"Kita coba membandingkan antara perpres lama (Perpres Nomor 7 Tahun 2014) dengan yang baru (Perpres Nomor 20 Tahun 2018) jelas ada pengetatan (aturan). Ini yang harus kita sampaikan," ujarnya, dalam Metro Pagi Primetime, Rabu, 25 April 2018.
Ichsan menguraikan dalam Perpres 7/2014 tidak adan pemberian dana kompensasi penggunaan TKA oleh perusahaan di Indonesia, sementara perpres TKA yang diterbitkan saat ini justru mengakomodasi hal itu.
Pemberian sanksi pada perusahaan yang melakukan pelanggaran prosedur dan informasi tentang izin usaha dalam Perpres 7/2014 juga tidak detail sedangkan pada Perpres 20/2018 sanksi diatur secara jelas.
"Dan di dalam Perpres 20/2018 ini pekerja harus mencantumkan ijazah dan sertifikasi kompetensi. Artinya, dari dua sisi itu saja sudah kelihatan bahwa perpres ini memang memberikan pengetatan," kata dia.

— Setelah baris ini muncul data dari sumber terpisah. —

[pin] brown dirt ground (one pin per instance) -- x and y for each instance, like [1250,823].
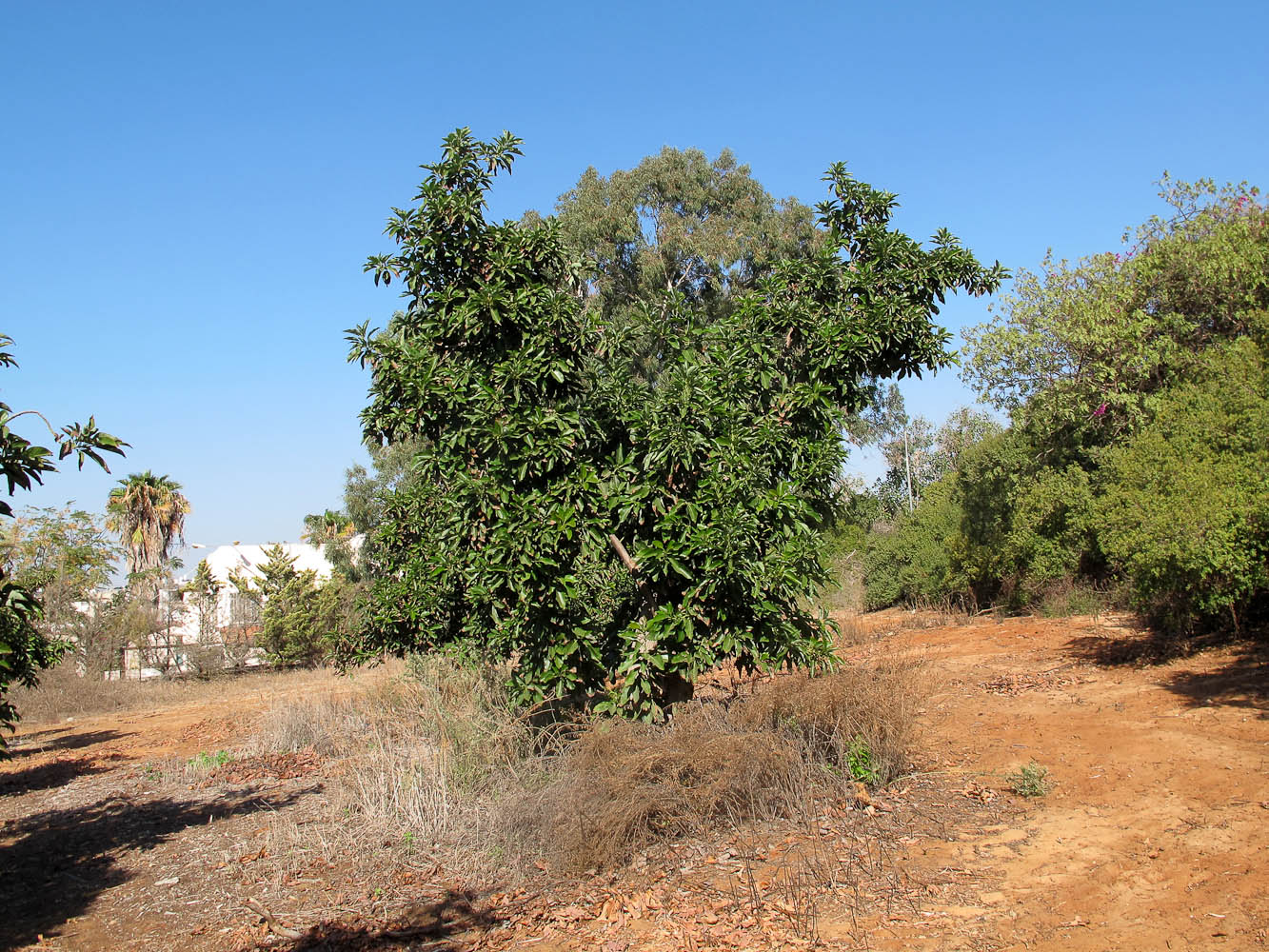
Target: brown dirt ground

Ichsan menduga, asumsi bahwa Perpres 20/2018 tentang penggunaan TKA yang diartikan sebagai memberikan keleluasaan sebebas-bebasnya kepada TKA untuk menguasai lapangan kerja di Indonesia sengaja dibuat.
Ia mengatakan boleh jadi penerbitan perpres yang bertepatan dengan tahun politik dan menjelang Hari Buruh Internasional disalahgunakan segelintir pihak untuk membentuk opini publik bahwa pemerintah lebih mementingkan TKA ketimbang pekerja negeri sendiri.
"Menurut saya iya (berunsur politis). Makanya pemerintah harus memberikan penjelasan rinci maksud dari perpres ini sehingga tidak disangkutpautkan dengan persoalan lain," ungkapnya.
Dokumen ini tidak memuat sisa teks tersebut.